The sacrifices imposed on the people in the affected states like Greece or Spain have triggered tension, the rise of extremism all over the area and detached the citizens from the European project. Unemployment has soared in the zone and social misery has made a comeback. Now the people feel like their expectations are not taken into account. The European institution, which already suffers from its public image, has also been accused of confiscating sovereignty, putting people under guardianship and depriving them of the right to decide by themselves. Many voices were raised to denounce a bureaucratic institution that imposes austerity and allows poverty progression at the expense of social peace.
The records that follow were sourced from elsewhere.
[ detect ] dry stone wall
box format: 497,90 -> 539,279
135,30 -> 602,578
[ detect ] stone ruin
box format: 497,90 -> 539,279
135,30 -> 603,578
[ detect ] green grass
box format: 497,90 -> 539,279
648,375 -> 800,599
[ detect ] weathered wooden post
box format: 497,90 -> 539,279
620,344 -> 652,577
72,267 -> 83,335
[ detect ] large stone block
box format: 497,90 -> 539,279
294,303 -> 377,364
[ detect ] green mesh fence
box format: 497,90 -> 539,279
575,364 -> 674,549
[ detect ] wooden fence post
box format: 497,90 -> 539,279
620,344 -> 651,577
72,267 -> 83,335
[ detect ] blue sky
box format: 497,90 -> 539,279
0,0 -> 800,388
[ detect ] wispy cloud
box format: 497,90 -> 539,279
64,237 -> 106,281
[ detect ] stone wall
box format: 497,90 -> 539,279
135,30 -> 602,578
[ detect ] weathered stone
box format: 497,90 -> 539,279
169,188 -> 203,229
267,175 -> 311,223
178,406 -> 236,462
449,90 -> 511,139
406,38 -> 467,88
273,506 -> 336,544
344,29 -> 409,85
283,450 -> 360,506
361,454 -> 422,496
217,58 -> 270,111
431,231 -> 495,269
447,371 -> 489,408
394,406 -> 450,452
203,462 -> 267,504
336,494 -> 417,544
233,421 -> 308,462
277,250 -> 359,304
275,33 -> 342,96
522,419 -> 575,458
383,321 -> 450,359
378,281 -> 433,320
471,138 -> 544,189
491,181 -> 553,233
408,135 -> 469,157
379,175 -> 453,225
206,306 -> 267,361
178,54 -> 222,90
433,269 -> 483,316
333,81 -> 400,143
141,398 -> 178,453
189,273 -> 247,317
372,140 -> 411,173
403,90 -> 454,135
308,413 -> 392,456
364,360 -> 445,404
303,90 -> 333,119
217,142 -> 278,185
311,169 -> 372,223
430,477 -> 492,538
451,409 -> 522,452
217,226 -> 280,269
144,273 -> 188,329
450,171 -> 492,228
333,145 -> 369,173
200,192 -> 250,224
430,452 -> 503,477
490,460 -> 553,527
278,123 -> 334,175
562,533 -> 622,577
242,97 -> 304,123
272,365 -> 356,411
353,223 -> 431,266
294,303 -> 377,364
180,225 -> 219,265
Abroad, the European Union is reproached of its inability to speak with one voice, particularly when it comes to take tough decisions as demonstrated during the war in Yugoslavia in the 1990s or more recently with the case of Libya. Moreover, just after the Nobel Prize winner announcement, given how European leaders were each reacting on their side, most were wondering who will accept the award.
The Peace honor attribution to the EU also brought in light another paradox. Norway, the country allocator of the Peace Prize has always been reluctant to fully engage in the European project. Furthermore, the country has just re-affirmed that a EU membership was not on the table. A study conducted by Aftenposten has also revealed that only one in four Norwegian support the Nobel Committee’s decisions. So what’s the real reason behind this decision? According to the Norwegian Council for Peace (an organization uniting 23 organizations advocating for peace), it’s simply political. For the council Alfred Nobel Peace Prize was meant to reward someone who had worked for peace and considers it as a dishonor to his memory the fact that it has been given to the EU.
It would certainly have been preferable that the prize was awarded to the action of an individual rather than an institution in crisis and in which the unity is in trouble. But we cannot deny that the EU creation has helped stabilize a continent customary of conflicts and already devastated by two world wars.
Created in 1957 by six countries under the Treaty of Rome, the European Community has gradually grown to now represent 27 states. And contrary to what most people think, it only has power over the people within the limits of what the state members have granted to it. And though the Nobel committee choice can be questionable in many regards, maybe this time it’s just the recognition that — in these difficult times —the Union's failure to manage further integration could have serious implications for all Europeans.